Funds under management are now at $192bn.
During the same period, the ASX 200 index increased slightly, although the Future Fund did outperform the ASX 200 on an annual basis, with a return of -3 per cent compared to -8 per cent for the 12 months to September 30, 2022.
“The exceptional monetary and fiscal stimulus of the last few years is being withdrawn, reducing asset prices and introducing much more volatility,” Future Fund chairman Peter Costello said on Wednesday.
“The board continues to take a prudent approach to positioning the portfolio. We are focused on sustaining a portfolio that is as robust as possible to a range of scenarios, and that balances our risk and return objectives.
“We expect that real returns will continue to be much lower than in recent decades.”
Global stocks, bonds and currency markets experienced high volatility during the quarter as a flow-on from high inflation and the subsequent central bank interest rate rises, as well as increased risk of recession in most developed countries.
Over all portfolio changes for the quarter compared with the previous corresponding period showed an increasing shift to alternatives, up to 18.4 per cent from 13.4 per cent, an increase in private equity from 17.3 per cent to 18.2 per cent, and an increase in Australian equities from 8.1 per cent to 8.3 per cent.
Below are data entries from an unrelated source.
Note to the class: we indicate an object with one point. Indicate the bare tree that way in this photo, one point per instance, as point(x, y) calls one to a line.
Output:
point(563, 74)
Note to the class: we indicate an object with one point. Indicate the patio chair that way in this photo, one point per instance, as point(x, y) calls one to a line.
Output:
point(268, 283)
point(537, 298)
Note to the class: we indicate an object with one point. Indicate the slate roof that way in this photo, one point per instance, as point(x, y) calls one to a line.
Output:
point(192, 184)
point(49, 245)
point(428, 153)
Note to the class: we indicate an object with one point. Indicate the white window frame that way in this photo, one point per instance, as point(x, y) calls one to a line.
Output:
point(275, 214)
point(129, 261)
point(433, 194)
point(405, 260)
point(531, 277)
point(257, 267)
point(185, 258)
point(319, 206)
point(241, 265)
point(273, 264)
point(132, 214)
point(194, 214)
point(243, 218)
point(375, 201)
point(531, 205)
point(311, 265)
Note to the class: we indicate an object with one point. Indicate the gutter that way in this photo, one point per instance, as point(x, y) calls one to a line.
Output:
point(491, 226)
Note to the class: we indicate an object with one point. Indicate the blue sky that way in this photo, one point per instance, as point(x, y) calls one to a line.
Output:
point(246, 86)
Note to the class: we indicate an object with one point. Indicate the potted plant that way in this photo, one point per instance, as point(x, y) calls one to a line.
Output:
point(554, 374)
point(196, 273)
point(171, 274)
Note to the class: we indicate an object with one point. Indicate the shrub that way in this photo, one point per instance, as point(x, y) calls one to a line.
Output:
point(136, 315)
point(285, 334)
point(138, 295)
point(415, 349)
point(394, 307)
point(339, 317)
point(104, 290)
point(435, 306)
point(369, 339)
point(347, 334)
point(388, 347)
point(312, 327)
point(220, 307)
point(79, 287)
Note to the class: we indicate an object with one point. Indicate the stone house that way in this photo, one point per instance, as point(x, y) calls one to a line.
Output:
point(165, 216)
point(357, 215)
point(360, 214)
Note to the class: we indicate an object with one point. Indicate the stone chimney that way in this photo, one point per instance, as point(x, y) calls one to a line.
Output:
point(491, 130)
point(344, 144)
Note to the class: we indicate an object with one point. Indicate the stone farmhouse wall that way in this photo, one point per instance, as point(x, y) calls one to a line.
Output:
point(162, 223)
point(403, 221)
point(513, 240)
During the same period the portion of the portfolio moving in cash fell to 9.7 per cent from 15 per cent and global equities also fell during that period.
The Future Fund considers its portfolio on a 10-year basis and said that during this period it produced a return of 9.2 per cent per annum against a target of 6.6 per cent. “Looking ahead, key issues will be the extent of monetary policy tightening required to achieve inflation targets, how markets will respond to tightening measures, and the impact of fiscal policy measures on global financial systems,” said Mr Costello. “Ongoing geopolitical tensions also continue to pose risks to investors.”
Overall, the fund remains in “moderately below neutral risk setting”, indicating it is not expecting very weak conditions but rather less rewarding and volatile markets where selection will determine the winners.
Earlier this month, Treasurer Jim Chalmers and Finance Minister Katy Gallagher told Mr Costello that the government would stick with the Coalition’s pledge to quarantine the sovereign wealth fund and keep it growing to cover unfunded Commonwealth super liabilities.
The government will continue with its existing policy of not making any withdrawals from the fund until at least 2026.
The fund’s assets are owned by the federal government and exist to “make provision for unfunded commonwealth superannuation liabilities” and ease long-term pressure on the budget. Under the 2006 Future Fund Act, governments could start drawing down on the fund from mid-2020.
Future Fund chief executive officer Raphael Arndt said the fund would continue to be positioned for variable market conditions. “We have been actively repositioning the portfolio to respond to this environment,” Mr Arndt said. “We are focused on enhancing portfolio resilience while increasing our allocation to strategies designed to protect the portfolio against inflationary scenarios. In addition, the risk of a global recession has increased at the same time, further testing investment strategies.”